Computing was about to change rapidly. In the next few years installations jumped to the thousands. Serially-produced, commerciallymanufactured, standardized machines became the rule. Over the years, experimentation has continued, but never with the diversity of ideas about the basic architecture of this inaugural era.

Paul Ceruzzi, with Rod McDonald and Gregory Welch.


The Core Process: How Ferrite Cores Were Made For Computer Memories

A manufacturing process for core memories was developed by Lincoln Labs in 1952. Core memories were always strung by hand, and production of the first cores was complex and expensive. The following picture story is from the unclassified manual, Ferrite Cores For Computer Memories. These cores were used in the Whirlwind and the Memory Test Computer.

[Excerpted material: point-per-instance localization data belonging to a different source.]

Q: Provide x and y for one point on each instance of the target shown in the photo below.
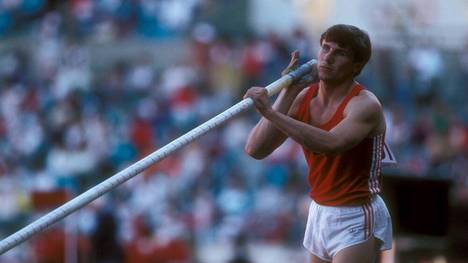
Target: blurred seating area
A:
(72, 114)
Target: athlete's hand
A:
(305, 80)
(259, 95)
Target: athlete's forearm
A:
(266, 137)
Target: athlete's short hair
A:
(348, 36)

  1. Core Pressing. After five days of getting the material ready for making cores, core pressing was done automatically by a Stokes press which was capable of 60 pressing operations per minute.

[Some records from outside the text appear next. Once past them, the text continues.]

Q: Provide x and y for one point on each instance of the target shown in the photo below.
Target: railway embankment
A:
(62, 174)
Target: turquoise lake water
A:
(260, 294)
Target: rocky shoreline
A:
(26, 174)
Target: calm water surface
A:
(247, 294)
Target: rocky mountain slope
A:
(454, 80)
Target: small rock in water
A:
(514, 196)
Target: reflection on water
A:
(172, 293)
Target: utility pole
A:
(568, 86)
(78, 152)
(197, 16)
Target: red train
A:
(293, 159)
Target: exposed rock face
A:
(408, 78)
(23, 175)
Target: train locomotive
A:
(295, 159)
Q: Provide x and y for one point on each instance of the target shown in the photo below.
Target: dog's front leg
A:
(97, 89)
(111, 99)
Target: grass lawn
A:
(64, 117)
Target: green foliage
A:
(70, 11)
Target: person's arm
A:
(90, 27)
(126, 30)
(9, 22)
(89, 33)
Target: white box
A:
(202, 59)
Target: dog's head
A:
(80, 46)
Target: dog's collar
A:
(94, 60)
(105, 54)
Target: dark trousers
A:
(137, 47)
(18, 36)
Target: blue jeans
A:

  2. Dimensional Check. The machine die and the weight of the pressed cores had to be continually monitored to insure maximum uniformity of core size. Before each press run a dimensional check was made with a tool- maker's microscope in order to assure quality control.

  3. Firing. Firing was the most critical operation of core production. The firing temperature was approximately 2400 F, and elaborate controls were necessary to maintain the correct temperature.

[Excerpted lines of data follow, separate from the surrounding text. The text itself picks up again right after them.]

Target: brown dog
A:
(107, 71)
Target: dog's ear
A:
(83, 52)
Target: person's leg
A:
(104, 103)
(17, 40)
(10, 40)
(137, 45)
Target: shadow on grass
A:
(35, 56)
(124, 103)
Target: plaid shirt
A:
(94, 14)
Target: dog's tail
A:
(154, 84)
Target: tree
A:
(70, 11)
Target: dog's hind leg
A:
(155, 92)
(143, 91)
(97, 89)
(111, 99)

  4. Cooling. After the cores left the tun- nel of the kiln, they were still at an elevated temperature of 500 F Cooling took place quickly in the open air, and then the cores were ready for counting and electrical testing.

  5. Electrical Testing. Core drivers helped in electrical core testing. The cores, which were temperature sensitive, were tested at a uniform 25 C. The temperature was controlled by core handlers in temperatureregulated boxes or airconditioned rooms.

  6. Pulse Testing. A sample of 50 cores from each lot was used for hysteresis-loop measurements. The test equipment for pulse testing and semiautomatic selection testing consisted of an electronic core counter, an evaluation pulse tester, fully automatic and semiautomatic core testers, and a plane tester.

  7. Evaluation Test. Evaluation pulse testing was performed on a sample of 20 cores. The data obtained from the hysteresis-loop tests and the evaluation pulse tests yielded important information concerning the performance of core lots in a memory. It was at this step where lots could be rejected on the basis of the evaluation test.

  8. Stringing. After core testing had been completed, the magnetic cores which had been accepted were hand strung into memory planes of 4096 cores each.

  9. Final Test. The cores in the plane were then given a final pulseresponse test in order insure their acceptability. If damaged, removal of defective cores from a plane was easy at this stage.

  10. Finished Product. The final operation in the construction of a plane was the insertion of the inhibit winding and sensing wire which linked all the cores in the plane.